A la une de Libé jeudi. Bitcoin: la monnaie qui rend fou.https://t.co/RRAYd2lEbU pic.twitter.com/W4GZodvPMR
— Libération (@libe) 29 de noviembre de 2017
Y a pesar de las dudas, los grandes nombres ya empiezan a considerar inevitable el manejo de estas criptodivisas. El diario galo Libération antologa algunos cuantos casos: «Goldman Sachs cree que constituirá un pequeño equipo para ‘tratar’ la divisa y servir a sus clientes instituciones. Del Chicago Mercantile Exchange, uno de los mercados de futuros más grandes de EE UU, se espera que negocie futuros de bitcoins a partir de la segunda semana de diciembre. En Francia, Tobam, con sede en París, anunciaba el lanzamiento de un fondo con inversión en bitcoins, el primero de su especie en Europa».
La gran pregunta que todos se hacen es: ¿hasta cuándo? Muchas son, desde luego, las voces que aseguran que el bitcoin está a punto de estallar. Sin embargo, también hay quien ve este escenario lejano. Michael Novogratz, gestor de fondos de alto riesgo, anticipaba que la divisa podría alcanzar los 40.000 dólares a finales del año próximo. Otro detalle que señalan los comentaristas es que en la burbuja de las puntocom las acciones llegaron a valer 2,9 billones de dólares; por el momento, el mercado de los bitcoins asciende a 170 mil millones de dólares. Esto significa que la burbuja aún tendría espacio para seguir creciendo.
Plop.
Boom.
Qué más da.
Un lema que define nuestro tiempo es que si no estás en un barco que se hace grande, estás en uno que se hunde. Nada tiene derecho a permanecer ajeno a las fluctuaciones del mercado. Lo que no madura, muere. Como la vida misma. Pero es que incluso si tomamos como ejemplo la última gran recesión —en donde la responsabilidad de la ruina de millones de ciudadanos descansaba sobre decisiones tomadas por instituciones políticas y grandes bancos—, la prosperidad de un ciudadano que no estuviese involucrado en hipotecas basura ni productos financieros tóxicos dependía de la prosperidad de aquellos que sí lo estaban.
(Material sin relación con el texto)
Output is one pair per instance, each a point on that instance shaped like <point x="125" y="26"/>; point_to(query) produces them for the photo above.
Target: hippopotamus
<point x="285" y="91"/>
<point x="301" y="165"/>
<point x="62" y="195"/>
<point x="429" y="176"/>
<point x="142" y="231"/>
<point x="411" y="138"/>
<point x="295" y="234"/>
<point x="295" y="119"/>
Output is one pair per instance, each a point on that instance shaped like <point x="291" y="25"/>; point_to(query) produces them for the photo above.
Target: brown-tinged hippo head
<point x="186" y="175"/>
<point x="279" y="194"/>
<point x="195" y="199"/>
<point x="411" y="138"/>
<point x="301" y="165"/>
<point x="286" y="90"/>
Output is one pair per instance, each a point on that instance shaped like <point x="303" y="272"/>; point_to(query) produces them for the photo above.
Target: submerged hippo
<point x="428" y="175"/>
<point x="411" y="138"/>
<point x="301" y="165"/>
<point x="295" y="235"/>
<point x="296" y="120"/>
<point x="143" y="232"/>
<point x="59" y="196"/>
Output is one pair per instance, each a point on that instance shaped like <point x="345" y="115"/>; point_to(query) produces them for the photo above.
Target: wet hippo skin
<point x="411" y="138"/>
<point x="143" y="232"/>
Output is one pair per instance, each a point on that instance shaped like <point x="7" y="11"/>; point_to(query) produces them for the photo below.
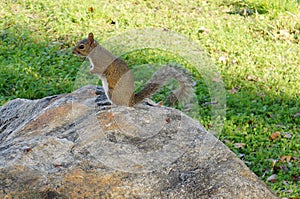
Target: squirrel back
<point x="118" y="81"/>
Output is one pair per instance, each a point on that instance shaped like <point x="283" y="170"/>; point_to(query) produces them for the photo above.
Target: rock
<point x="65" y="146"/>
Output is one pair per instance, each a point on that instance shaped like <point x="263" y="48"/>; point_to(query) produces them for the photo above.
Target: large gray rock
<point x="65" y="147"/>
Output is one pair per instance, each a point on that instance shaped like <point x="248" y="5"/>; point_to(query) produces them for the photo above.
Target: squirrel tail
<point x="161" y="77"/>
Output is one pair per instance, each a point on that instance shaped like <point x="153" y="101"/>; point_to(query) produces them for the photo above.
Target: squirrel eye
<point x="81" y="46"/>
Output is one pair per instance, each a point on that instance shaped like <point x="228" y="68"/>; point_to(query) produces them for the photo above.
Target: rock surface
<point x="65" y="147"/>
O lo que es lo mismo: si un negocio sano recibe dinero contaminado, automáticamente enferma. Llámalo virus, bacteria o cáncer, lo cierto es que su capacidad de contagio lo vuelve incurable. No existe si no otra forma de explicar cómo en veinte años hemos sido capaces de repetir, cada vez más deprisa, burbujas que son burbujas pero también aludes. A estas alturas, la falta de memoria histórica no es explicación, pues la palabra crisis es ya un aminoácido perfectamente ensamblado en nuestro ADN. Es así como encaramos, con una mezcla de angustia, entusiasmo y resignación, bucles infinitos de recesión y crecimiento desencadenados por una riqueza que reclama nuestra fe y que solo es conceptual e inmaterial. Al igual que el propio Dios.